Somehow Allen manages to top himself with "Blue Jasmine"—it's deeply fascinating, engrossing, and very dark.
At the peak of her wealth (and I mean, wealth!) Jasmine had it all—the picture perfect family. She had an adopted son, a loving husband, the gorgeous house(s), and all the designer clothes that money could buy. I don't think the movie intends to dissect the lives of the rich and opulent—instead, it is just about a woman whose way of living has been cut in half.
With no money to her name, Jasmine is force to move in with her sister and her two nephews. This is quite a culture shock—from high society to a a cramped room in the somewhat run-down part of town.
Jasmine's sister, Ginger (Sally Hawkins) works bagging groceries at a local store. Everyone makes it clear that Jasmine is only staying until she can get her feet back on the ground.
Wanting to do something with the rest of her life and trying to bury the past, Jasmine seeks employment. It's a shame that she's such a snob—she finds working as a dentist's receptionist to be demeaning (the dentist's advances on her don't help her deteriorating situation).

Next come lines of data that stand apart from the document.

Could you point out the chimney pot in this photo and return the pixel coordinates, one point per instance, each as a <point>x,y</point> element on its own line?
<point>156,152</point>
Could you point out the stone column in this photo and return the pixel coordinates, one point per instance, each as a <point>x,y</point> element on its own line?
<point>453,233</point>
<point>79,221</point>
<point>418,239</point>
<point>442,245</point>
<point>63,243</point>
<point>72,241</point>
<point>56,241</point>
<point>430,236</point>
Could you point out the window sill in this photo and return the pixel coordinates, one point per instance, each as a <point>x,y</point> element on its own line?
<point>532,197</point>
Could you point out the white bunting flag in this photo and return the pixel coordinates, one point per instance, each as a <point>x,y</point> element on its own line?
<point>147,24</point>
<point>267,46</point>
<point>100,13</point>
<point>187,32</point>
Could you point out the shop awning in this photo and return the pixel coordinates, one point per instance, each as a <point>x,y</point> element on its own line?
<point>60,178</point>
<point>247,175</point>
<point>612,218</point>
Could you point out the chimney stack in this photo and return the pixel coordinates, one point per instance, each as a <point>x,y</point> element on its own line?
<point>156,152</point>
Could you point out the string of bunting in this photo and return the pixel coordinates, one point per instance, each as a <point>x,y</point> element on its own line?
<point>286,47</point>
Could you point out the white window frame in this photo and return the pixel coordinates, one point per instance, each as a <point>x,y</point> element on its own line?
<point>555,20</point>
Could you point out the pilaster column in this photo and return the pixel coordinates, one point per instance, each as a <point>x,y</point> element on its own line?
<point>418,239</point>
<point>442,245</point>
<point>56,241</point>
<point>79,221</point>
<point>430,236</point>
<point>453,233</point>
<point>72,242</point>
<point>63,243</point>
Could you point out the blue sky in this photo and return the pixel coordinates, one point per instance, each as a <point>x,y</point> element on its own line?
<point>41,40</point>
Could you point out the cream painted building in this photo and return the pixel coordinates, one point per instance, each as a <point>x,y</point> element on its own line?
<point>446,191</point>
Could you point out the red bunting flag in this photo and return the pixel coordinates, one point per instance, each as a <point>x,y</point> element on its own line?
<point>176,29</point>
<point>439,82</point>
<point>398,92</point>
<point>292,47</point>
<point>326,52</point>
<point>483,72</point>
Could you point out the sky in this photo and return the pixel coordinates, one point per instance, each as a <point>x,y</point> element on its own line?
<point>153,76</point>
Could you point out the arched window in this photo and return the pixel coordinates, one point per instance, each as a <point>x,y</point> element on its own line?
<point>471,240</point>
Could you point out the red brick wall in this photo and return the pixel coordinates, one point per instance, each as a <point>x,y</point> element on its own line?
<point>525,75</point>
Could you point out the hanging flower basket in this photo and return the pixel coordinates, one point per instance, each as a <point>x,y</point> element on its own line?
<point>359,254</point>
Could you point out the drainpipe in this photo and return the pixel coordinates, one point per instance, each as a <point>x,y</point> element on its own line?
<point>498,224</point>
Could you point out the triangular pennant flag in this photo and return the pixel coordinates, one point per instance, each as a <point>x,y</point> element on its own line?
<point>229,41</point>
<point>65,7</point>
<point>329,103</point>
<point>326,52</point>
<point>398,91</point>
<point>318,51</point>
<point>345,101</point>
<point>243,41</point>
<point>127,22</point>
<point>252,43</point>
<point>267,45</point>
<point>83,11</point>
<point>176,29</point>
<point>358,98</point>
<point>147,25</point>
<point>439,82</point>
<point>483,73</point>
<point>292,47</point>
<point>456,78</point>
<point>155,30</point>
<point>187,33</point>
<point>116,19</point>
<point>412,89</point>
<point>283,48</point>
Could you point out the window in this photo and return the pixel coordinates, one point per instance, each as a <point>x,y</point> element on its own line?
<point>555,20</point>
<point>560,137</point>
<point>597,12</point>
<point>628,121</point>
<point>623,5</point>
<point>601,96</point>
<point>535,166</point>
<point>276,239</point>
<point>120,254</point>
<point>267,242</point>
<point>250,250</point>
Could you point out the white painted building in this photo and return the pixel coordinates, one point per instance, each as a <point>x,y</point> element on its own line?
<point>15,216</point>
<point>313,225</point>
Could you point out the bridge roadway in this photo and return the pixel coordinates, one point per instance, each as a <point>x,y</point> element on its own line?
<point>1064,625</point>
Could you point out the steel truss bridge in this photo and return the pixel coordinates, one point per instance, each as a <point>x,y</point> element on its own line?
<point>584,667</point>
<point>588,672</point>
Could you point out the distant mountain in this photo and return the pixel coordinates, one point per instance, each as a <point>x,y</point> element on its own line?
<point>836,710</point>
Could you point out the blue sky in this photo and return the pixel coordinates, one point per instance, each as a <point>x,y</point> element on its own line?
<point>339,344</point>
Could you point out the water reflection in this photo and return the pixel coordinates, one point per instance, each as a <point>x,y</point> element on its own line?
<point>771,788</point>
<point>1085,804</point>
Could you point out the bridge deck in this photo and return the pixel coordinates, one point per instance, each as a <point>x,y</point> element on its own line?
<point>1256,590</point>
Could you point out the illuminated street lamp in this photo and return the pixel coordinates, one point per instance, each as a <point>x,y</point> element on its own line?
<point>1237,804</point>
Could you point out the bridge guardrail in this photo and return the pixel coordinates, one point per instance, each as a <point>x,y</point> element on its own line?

The stress, the lack of money, the desire for better living—they all drive Jasmine to the verge of a breakdown.
We know through dialogue that Jasmine was once found of the side of the road, babbling to herself.
So we enter her mind for some parts of the movie; going back to see her life as a rich, clueless wife.
Flashbacks intermingle with Jasmine's life in San Francisco. It's clear to everyone that she still pines for her luxury.
Growingly unstable, Jasmine becomes a pill-popper and an alcoholic...she is rarely seen without a drink in her hand.
"Blue Jasmine" is a movie about love and family...and about the selfish desires that kill us. It's not a preachy film, nor does it desire to bring about change in anyone's heart; but if viewed under the right situations, I'm sure it could.
Allen's casual view of sex is gone for this film, every action has a reaction that could be devastating to a relationship or a person's well-being.
Jasmine is such a complex character; but Cate Blanchett nails her performance. She puts on a strong facade while inside she's crumbling...it's breathtaking to watch.
Allen's need for authenticity is key—the movie looks and feels very Californian.
Although the story is somewhat dire, it's not a painful movie to watch. The scenes I usually cringe at were very watchable.
Employing a strong cast featuring Louis C. K., Peter Sarsgaard, Andrew Dice Clay, and Bobby Cannavale; Woody Allen has made a movie that is sure to be considered one of his best.
If the Academy knows what they are doing, "Blue Jasmine" will gain Cate Blanchett another earned Oscar nomination. She is terrific—so is the movie.